We are struggeling with implementing our first surebackup job in a small cluster. We tried to verify 3-4 VMs in parallel but this leads to timeout failures. Most of the time the same VMs are failing, not different ones in each run. When those VMs are verified with troubleshoot option or if only 1 VM is allows to run, the test is successful. We already expanded the timeout to 1200sec = 20min.
05.11.2021 08:29:41 Waiting for OS to boot for up to 1200 seconds (stable IP algorithm)...
05.11.2021 08:29:41 Note: Will proceed to the next step at 05.11.2021 08:49:41 or earlier
05.11.2021 08:49:41 Error Results: Cannot detect VM starting because of timeout
05.11.2021 08:49:41 Error: Results: OS did not boot in the allotted time
We have SOBR on Linux XFS with Apollos, we have physical mount hosts, we have 10GbE. No other jobs are running at that time.

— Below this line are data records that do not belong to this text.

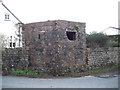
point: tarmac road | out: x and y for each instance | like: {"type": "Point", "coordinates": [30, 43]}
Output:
{"type": "Point", "coordinates": [81, 82]}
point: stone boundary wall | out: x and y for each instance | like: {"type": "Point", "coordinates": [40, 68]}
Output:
{"type": "Point", "coordinates": [14, 58]}
{"type": "Point", "coordinates": [103, 56]}
{"type": "Point", "coordinates": [18, 58]}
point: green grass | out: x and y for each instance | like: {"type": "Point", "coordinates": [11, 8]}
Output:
{"type": "Point", "coordinates": [25, 72]}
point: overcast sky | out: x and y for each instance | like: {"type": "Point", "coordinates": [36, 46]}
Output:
{"type": "Point", "coordinates": [97, 14]}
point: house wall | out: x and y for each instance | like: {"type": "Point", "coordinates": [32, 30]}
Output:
{"type": "Point", "coordinates": [49, 45]}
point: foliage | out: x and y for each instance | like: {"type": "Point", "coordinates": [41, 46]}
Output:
{"type": "Point", "coordinates": [97, 40]}
{"type": "Point", "coordinates": [3, 41]}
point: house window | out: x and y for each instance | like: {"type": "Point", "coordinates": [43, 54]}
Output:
{"type": "Point", "coordinates": [38, 36]}
{"type": "Point", "coordinates": [7, 17]}
{"type": "Point", "coordinates": [71, 35]}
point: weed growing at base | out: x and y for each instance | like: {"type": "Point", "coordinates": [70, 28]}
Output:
{"type": "Point", "coordinates": [23, 72]}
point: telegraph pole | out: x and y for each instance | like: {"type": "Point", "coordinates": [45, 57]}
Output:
{"type": "Point", "coordinates": [19, 24]}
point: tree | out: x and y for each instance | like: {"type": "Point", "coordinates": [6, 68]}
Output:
{"type": "Point", "coordinates": [97, 40]}
{"type": "Point", "coordinates": [3, 41]}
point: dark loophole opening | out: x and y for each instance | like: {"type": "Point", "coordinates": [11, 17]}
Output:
{"type": "Point", "coordinates": [71, 35]}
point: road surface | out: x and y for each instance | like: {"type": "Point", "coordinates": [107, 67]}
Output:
{"type": "Point", "coordinates": [81, 82]}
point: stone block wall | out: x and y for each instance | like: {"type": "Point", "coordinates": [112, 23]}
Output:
{"type": "Point", "coordinates": [55, 43]}
{"type": "Point", "coordinates": [14, 58]}
{"type": "Point", "coordinates": [103, 56]}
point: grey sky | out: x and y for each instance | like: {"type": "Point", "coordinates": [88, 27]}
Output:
{"type": "Point", "coordinates": [98, 14]}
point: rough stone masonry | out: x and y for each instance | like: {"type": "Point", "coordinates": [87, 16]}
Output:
{"type": "Point", "coordinates": [56, 43]}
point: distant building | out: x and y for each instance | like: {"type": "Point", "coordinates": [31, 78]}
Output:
{"type": "Point", "coordinates": [55, 43]}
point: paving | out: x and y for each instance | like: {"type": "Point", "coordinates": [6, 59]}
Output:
{"type": "Point", "coordinates": [79, 82]}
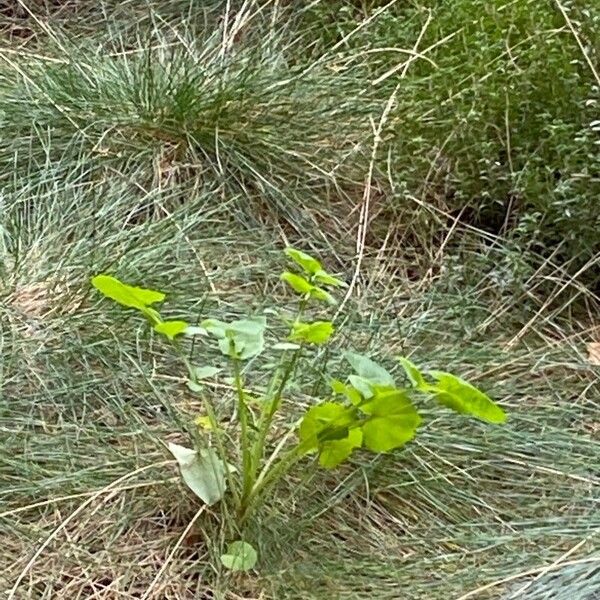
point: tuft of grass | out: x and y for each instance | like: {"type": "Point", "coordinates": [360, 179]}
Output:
{"type": "Point", "coordinates": [134, 147]}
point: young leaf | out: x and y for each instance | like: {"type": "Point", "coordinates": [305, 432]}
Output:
{"type": "Point", "coordinates": [323, 422]}
{"type": "Point", "coordinates": [205, 372]}
{"type": "Point", "coordinates": [240, 556]}
{"type": "Point", "coordinates": [297, 283]}
{"type": "Point", "coordinates": [413, 373]}
{"type": "Point", "coordinates": [195, 330]}
{"type": "Point", "coordinates": [369, 369]}
{"type": "Point", "coordinates": [126, 295]}
{"type": "Point", "coordinates": [317, 333]}
{"type": "Point", "coordinates": [285, 346]}
{"type": "Point", "coordinates": [325, 278]}
{"type": "Point", "coordinates": [462, 397]}
{"type": "Point", "coordinates": [334, 452]}
{"type": "Point", "coordinates": [202, 471]}
{"type": "Point", "coordinates": [321, 294]}
{"type": "Point", "coordinates": [239, 339]}
{"type": "Point", "coordinates": [363, 386]}
{"type": "Point", "coordinates": [307, 263]}
{"type": "Point", "coordinates": [171, 329]}
{"type": "Point", "coordinates": [204, 422]}
{"type": "Point", "coordinates": [393, 420]}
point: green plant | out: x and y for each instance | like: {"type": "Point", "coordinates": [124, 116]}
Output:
{"type": "Point", "coordinates": [367, 411]}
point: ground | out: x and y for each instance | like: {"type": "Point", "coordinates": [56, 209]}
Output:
{"type": "Point", "coordinates": [115, 165]}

In Linux I used historical data to check extent latency, it does not show more than ~8ms. I'll try to check this in real time next, but I can't imagine that the repository performance too low to start 3-4 VMs in a decent time.
Yeah you can just open the VM console from SureBackup session and see that the VM booted up correctly (and likely very fast with the storage you have). This will limit required troubleshooting to detection issues (VMware Tools, networking etc.)
That's the thing, we see in console that the VM is not booting, no real progress. Lets see what support can find out, it's just strange that this depends so much on the number of VMs. As only VM the VM boots pretty quick and test is succesful.
I doubt that, the server has 128 GB RAM an the VMs that fail are rather small. With longer timeouts we now have 2 VMs that still fail, the one that only fails with parallel processing. And one (vROPs) that always fails. In troubleshooting mode I can see that vROPS VM boots without any problems and very quick. I can login and ping the gateway (helper appliance), but still the job failed with not reachable. SureBackup is really a tough one.
There's nothing tough about SureBackup. But it does not carry magic that allows for establishing network connections to unreachable hosts just need to understand why this particular machine is unreachable when other are. Should not be hard to troubleshoot I hope...
After some weeks of debugging.... We were trying to find the root cause why the vROPS VM always is failing. The problem is that the SureBackup jobs immediately starts the ping test once the VMware tools are running and an IP is displayed in vSphere client. The problem here is that this VM is still not reachable for a couple of minutes (maybe iptabels rules, don't know). Anyhow, we added a larger timeout of 20min, but this timeout is not honored because its only valid for the time until the VMware tools are up. So once the vmware tools are up there is no way to tell Veeam that it should wait a little longer. Only option here is to disable ping test. The VM is reachable after ~8-10minutes.
And we still have 2 VMs that fail - and thus the whole job - even though we have disabled heartbeat and ping test because we know both VM's have issues. And I'm pretty sure that all our backup jobs have some of those VM's (jobs have 100-150 VM's).
So for me, SureBackup is a tought one where only magic can help prevent running into errors.